Durum bu ise, demokrasi mücadelesi birden fazla örgütün ortaklaşmasıyla ve­rilemez mi? Elbette verilebilir ve birlikte mücadele yeğlenmelidir. Ancak bu bir­likte mücadele örgütünün niteliği ve yapısı önemlidir. Çünkü ayrı ortak örgütün yapısı gerçekten ortak örgüt olup olmadığını, ortak mücadelenin amacını ve or­taklığın bileşenlerinin bağımsız mücadelelerini geliştirip geliştirmemeyi doğru­dan belirler.

Şöyle ki, eğer ortak örgüt komünizm mücadelesi veren örgütlerin/partilerin ay­nısı bir örgüt yapısı oluşturur ise ortak örgüt; bileşenlerden amaç, hukuk ve ör­gütsel olarak farklılaşır. Dahası zaten bileşenlerle aynı yapı demek, bileşenlerden bağımsız bir hukuk, üyelik, yapılanma, örgütlenme ve buna göre şekillenen farklı amaç demektir ya da buraya doğru yönelmek zorunluluğu demektir. Çünkü bu perspektifin gereği olarak ortak parti; bileşenler gibi, mahallelerde, işyerlerin­de okullarda örgütlenecektir ve kitlesel üye yapacaktır. Kendi üyeleriyle kararlar almaya başlayacaktır ki aksi durumda üyeleri olan bireyleri tutamayacaktır vs. Böylece ortak örgüt, hızla ortak örgüt olmaktan uzaklaşır. Bunu niyetle engelle­mek mümkün olamaz.

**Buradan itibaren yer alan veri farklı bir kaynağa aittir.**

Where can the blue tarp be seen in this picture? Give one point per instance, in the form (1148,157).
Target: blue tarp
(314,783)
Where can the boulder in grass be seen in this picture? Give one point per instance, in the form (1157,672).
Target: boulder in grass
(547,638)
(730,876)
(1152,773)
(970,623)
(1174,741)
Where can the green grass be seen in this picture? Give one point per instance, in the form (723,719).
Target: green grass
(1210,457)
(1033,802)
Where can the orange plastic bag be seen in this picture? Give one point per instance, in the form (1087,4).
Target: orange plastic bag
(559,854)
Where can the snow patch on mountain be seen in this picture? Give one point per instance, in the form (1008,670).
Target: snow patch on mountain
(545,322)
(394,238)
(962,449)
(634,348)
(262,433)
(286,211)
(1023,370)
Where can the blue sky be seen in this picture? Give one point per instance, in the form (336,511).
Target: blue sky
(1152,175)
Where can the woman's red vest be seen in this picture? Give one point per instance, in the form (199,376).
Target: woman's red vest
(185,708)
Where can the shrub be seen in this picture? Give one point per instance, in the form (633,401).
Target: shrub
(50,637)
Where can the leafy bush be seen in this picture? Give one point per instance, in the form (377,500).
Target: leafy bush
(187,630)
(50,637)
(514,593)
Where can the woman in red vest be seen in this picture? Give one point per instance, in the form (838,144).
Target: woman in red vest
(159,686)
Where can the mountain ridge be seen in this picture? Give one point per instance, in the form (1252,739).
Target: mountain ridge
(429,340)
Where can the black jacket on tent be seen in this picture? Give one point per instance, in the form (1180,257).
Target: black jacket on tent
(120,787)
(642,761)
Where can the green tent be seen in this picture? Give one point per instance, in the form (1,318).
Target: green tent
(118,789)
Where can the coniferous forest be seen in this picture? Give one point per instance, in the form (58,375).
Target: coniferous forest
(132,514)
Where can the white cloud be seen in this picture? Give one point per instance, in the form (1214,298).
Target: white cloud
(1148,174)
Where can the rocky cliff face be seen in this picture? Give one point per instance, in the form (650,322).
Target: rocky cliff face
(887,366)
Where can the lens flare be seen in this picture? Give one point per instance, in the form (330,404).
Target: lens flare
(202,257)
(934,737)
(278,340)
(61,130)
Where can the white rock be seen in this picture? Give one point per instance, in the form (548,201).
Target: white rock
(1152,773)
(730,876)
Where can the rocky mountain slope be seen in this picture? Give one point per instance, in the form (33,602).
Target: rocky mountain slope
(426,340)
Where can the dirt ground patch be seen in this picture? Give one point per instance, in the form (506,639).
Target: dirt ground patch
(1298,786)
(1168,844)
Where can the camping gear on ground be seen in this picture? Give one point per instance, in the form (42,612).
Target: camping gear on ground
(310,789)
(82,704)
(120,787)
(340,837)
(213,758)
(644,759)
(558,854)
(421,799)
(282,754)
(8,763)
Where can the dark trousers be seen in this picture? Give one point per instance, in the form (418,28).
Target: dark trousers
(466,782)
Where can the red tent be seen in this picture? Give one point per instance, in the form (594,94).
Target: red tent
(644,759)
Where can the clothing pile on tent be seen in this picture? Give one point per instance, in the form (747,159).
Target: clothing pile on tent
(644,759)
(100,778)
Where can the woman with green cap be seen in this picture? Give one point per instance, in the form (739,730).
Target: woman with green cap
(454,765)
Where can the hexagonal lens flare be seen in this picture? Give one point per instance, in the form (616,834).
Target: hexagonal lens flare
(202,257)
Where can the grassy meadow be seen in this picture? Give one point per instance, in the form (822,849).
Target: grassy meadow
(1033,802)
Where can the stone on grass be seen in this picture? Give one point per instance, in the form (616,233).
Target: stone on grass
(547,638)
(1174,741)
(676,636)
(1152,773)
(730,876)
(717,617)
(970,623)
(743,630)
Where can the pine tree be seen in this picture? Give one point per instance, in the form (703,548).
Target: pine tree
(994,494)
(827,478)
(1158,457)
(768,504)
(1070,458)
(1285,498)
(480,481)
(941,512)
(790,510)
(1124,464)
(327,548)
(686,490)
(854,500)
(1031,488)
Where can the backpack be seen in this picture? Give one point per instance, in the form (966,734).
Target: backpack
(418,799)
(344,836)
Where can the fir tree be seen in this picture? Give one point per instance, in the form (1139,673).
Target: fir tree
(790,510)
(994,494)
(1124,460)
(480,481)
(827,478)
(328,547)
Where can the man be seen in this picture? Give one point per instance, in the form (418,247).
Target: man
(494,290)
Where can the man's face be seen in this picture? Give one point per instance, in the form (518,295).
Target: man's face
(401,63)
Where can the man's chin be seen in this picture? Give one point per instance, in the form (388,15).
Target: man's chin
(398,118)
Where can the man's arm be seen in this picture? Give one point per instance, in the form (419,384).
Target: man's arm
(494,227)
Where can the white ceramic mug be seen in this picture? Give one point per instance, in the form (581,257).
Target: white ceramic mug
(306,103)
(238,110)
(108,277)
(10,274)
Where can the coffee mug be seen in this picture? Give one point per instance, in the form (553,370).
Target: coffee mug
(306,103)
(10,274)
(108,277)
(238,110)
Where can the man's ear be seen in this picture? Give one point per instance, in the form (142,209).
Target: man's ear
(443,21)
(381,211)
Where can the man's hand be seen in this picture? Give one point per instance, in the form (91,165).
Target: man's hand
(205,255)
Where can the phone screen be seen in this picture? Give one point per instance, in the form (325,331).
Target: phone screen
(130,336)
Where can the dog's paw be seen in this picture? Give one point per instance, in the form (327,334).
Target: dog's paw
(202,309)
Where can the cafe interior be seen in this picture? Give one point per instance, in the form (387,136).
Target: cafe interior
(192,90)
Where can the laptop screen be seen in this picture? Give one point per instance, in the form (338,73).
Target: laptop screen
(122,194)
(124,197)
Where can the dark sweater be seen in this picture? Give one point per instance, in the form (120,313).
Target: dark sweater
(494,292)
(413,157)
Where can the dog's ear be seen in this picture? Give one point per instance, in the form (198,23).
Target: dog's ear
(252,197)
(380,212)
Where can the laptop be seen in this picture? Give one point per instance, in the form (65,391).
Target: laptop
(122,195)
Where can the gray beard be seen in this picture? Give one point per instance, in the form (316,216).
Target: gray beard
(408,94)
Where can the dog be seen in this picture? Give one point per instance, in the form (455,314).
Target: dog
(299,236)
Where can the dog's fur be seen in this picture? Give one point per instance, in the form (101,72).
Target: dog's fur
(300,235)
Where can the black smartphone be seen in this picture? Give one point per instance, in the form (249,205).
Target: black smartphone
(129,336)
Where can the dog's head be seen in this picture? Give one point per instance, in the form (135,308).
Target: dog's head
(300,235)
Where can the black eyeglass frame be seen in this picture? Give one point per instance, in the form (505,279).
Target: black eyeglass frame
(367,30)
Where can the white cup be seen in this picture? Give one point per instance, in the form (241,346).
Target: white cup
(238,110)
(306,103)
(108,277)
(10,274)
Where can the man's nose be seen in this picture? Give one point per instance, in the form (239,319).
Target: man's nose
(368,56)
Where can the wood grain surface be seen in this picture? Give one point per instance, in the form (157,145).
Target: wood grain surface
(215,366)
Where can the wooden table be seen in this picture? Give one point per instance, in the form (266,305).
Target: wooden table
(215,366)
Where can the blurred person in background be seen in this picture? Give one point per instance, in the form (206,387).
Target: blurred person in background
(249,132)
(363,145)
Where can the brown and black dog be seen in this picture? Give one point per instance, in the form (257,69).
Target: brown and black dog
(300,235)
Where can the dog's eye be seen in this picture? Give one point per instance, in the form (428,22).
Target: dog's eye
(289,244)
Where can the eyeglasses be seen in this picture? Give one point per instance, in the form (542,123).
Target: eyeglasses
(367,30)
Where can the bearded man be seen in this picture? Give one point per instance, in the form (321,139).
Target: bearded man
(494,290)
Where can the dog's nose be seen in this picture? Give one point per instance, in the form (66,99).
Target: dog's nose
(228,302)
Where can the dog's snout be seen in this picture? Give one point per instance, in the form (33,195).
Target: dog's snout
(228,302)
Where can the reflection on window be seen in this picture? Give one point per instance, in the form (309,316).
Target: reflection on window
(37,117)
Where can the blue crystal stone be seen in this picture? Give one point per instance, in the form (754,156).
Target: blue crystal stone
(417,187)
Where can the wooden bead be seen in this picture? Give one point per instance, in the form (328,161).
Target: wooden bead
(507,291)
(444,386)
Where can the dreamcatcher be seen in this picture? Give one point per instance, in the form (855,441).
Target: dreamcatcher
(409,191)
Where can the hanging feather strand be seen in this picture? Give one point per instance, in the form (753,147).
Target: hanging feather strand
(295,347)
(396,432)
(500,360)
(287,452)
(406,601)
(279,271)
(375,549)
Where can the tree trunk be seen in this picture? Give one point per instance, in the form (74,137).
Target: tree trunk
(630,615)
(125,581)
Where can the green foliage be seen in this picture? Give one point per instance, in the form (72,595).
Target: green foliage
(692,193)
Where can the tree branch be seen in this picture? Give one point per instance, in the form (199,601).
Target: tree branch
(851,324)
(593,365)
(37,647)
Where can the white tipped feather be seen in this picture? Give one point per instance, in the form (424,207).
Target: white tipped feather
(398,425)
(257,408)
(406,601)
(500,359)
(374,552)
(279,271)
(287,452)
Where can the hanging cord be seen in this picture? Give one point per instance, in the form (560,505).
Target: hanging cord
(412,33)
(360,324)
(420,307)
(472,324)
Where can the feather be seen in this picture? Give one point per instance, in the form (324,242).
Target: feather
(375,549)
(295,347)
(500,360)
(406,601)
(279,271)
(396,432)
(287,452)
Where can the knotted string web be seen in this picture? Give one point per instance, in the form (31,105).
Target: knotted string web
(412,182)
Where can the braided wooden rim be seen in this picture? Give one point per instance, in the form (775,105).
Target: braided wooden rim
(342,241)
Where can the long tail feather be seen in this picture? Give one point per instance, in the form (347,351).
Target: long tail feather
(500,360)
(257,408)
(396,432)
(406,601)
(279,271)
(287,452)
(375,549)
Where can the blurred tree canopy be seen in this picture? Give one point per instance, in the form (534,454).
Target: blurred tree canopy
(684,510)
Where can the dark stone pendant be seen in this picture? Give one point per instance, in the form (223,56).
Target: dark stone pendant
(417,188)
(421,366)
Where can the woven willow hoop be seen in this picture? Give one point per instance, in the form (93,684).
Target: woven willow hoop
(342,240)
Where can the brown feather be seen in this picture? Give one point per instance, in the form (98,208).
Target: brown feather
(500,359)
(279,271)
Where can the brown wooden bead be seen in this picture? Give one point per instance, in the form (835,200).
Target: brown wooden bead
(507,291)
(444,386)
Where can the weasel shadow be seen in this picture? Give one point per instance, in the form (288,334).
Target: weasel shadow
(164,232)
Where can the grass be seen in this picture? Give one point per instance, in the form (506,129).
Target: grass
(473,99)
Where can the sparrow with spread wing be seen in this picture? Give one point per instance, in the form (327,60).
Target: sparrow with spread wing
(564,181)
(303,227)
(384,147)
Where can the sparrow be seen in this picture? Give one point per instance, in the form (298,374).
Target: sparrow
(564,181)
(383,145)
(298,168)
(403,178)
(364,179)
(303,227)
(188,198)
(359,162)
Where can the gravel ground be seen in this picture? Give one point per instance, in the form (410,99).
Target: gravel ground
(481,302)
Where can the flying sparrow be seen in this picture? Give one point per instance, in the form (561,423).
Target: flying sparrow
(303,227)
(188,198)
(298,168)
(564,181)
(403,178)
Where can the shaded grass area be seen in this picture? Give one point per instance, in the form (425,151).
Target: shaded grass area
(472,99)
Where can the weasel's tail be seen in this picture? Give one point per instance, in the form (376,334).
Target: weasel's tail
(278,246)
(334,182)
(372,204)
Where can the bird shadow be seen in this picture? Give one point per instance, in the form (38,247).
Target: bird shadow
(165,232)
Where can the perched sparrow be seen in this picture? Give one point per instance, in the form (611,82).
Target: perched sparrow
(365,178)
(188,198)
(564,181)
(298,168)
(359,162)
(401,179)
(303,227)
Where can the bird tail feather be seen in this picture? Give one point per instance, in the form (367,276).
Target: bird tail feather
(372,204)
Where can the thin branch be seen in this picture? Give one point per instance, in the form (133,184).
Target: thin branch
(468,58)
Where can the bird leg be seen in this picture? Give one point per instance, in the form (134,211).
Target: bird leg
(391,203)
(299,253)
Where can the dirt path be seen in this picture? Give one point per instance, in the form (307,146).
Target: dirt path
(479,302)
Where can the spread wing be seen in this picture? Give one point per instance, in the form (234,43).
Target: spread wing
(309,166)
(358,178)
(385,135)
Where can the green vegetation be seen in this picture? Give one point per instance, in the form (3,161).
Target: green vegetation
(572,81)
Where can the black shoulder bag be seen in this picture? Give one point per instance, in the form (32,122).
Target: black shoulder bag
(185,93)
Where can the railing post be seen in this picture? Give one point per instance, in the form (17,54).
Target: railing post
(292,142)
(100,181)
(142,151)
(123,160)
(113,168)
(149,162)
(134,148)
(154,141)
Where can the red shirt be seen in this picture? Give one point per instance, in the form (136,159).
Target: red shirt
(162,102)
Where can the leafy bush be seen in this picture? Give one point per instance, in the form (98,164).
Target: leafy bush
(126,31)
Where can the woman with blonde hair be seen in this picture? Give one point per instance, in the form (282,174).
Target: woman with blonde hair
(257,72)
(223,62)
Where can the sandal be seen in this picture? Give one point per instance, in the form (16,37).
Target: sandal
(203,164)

Bu durumda devrim ve sosyalizm mücadelesiyle ve komünizm mücadelesinin aracı/araçlarıyla ortak iradenin ürünü olacak ve nihai amaç perspektifiyle de­mokrasi mücadelesi verecek, ayrı ortak örgütün yapısı ne olmalıdır? Bu soruya verilecek cevap hayati önemdedir ve cevap cephedir. Devrimci demokrasi pers­pektifiyle verilecek topyekûn demokrasi mücadelesinin ortak örgütlenmesi cep­he formunda; “Demokratik halk/halklar cephesi” biçiminde olmalıdır. Cephe örgütlenmesi perspektifiyle oluşturulan ortak örgütlenmede, bileşenlerden ba­ğımsız ve ayrı, üretim ve yaşam alanları temelinde örgütler olmaz. Ayrı kitlesel üye ve birey olarak üye hukuku olmaz. Zira cephenin üyeleri bileşen örgütler­dir. Cephe, mücadelesini esas olarak bileşenlerin alanlardaki örgütleri dolayı­sıyla üyeleri üzerinden yürütür. Cephe örgütü, yürütülecek ortak mücadelenin programını oluşturan ve bileşen örgütlerin alanlardaki örgütlerinin koordinas­yonunu sağlayan bir koordinasyon yapılanmasından ibaret olur. Çünkü cephe bir eylem örgütüdür. Böylelikle kitleler tarafından cephe, bileşenlerden farklı ve bileşenlerin özgül mücadele ve amaçlarının alternatifi bir örgüt olarak algılan­maz. Cephe, demokrasi mücadelesini devrimci demokrasi perspektifiyle yürüt­me olanağına sahip olurken komünizm mücadelesinin önünü açar ve kitlelerde, nihai kurtuluşun salt siyasal demokrasiyi kazanmakla olamayacağı bilincinin oluşmasını da sağlar.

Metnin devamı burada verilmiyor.